There’s also a sprayand a certain kind of glopyou can put on the back of the pads to dampen squealing as well, since the grease is typically more for lubricating the moving parts than to reduce noise.

My coworker had this same problem on his car. Turns out the friction material in his (replacement) brake pads were much harder than what’s used in the OEM pads, and they quickly formed a “glaze” and would cause his rotors to mechanically resonate when he applied the brakes. Removing these pads and using OEM pads fixed the problem.

My bad, you’re right Gary T. The ThermoQuiet pads are from Wagner. But at $61 per set of 4, that is a pretty big investment for an almost 20 year old car.

I’m not sure what the OEM pads were. The Advanced Auto Parts website said these were “exact fit” for my car. Even the ceramic pads, though there is some small print stating that the OEM pads were semi metallic.

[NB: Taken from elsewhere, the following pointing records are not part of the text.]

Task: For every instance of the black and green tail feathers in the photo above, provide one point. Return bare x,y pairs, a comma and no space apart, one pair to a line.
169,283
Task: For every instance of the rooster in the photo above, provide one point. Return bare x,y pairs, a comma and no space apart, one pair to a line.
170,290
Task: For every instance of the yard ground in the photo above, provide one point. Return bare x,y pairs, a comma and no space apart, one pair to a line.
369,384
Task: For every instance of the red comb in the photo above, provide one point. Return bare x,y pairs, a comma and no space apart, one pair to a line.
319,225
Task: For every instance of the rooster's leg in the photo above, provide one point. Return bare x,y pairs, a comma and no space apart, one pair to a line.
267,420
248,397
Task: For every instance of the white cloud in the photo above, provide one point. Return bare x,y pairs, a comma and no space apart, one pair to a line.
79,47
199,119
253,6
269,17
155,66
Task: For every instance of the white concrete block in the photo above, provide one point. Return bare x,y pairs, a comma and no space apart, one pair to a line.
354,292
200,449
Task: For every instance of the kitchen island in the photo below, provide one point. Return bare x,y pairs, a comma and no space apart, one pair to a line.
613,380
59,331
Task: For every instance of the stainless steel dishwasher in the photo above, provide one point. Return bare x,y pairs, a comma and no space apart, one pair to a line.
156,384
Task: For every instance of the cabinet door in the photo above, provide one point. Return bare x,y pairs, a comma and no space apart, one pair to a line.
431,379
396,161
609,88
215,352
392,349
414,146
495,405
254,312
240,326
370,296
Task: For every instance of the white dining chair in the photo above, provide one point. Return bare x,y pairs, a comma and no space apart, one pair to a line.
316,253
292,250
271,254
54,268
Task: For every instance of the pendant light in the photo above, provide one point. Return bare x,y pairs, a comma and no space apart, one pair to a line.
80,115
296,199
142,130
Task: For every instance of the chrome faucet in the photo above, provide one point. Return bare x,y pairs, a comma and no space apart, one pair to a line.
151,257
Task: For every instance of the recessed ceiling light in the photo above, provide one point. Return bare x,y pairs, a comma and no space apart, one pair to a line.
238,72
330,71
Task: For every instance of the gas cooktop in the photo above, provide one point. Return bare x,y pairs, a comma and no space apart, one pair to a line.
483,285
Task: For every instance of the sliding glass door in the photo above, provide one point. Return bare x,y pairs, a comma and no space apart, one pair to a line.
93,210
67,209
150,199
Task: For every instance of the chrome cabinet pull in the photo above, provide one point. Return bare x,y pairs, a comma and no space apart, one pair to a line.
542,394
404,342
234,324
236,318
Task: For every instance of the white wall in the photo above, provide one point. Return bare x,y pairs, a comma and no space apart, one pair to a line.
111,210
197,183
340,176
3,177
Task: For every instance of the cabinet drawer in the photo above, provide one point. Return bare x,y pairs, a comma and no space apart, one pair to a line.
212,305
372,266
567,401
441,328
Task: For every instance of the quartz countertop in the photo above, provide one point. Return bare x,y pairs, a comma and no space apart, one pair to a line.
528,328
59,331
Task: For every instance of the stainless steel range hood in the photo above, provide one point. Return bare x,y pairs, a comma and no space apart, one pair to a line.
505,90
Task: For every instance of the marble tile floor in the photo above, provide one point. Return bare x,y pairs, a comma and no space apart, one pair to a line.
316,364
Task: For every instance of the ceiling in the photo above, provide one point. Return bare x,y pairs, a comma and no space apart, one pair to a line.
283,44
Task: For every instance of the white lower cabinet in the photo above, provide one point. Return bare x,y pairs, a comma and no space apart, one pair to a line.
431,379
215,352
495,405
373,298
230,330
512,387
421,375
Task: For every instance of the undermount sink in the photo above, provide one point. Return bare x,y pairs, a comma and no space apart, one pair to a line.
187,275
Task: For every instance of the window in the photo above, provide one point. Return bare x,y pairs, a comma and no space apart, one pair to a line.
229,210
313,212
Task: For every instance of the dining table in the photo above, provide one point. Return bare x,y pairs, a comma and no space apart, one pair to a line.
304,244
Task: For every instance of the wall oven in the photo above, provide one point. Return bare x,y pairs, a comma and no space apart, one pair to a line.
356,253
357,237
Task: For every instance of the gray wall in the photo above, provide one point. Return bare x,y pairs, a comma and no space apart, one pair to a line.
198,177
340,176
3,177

I’d just inspect the pads and see what they’ve got left. If they’ve plenty of life remaining, slap it back together and put up with the noise.

While “exact fit” has some meaning with wiper blades, it’s a meaningless term with brake pads. Either they fit – exactly – or they are flat out wrong for the car. The problem with pads is you can buy some that fit perfectly but use a lesser grade of friction lining (as described in the OP) or a different type of friction lining (as described by Crafter_Man). The concern is the material, not the fit.

(bolding mine)

Exactly! :wink:

So if the OEM pads were semi-metallic could I still use ceramic pads? Are ceramic pads better than the ThermoQuiet pads?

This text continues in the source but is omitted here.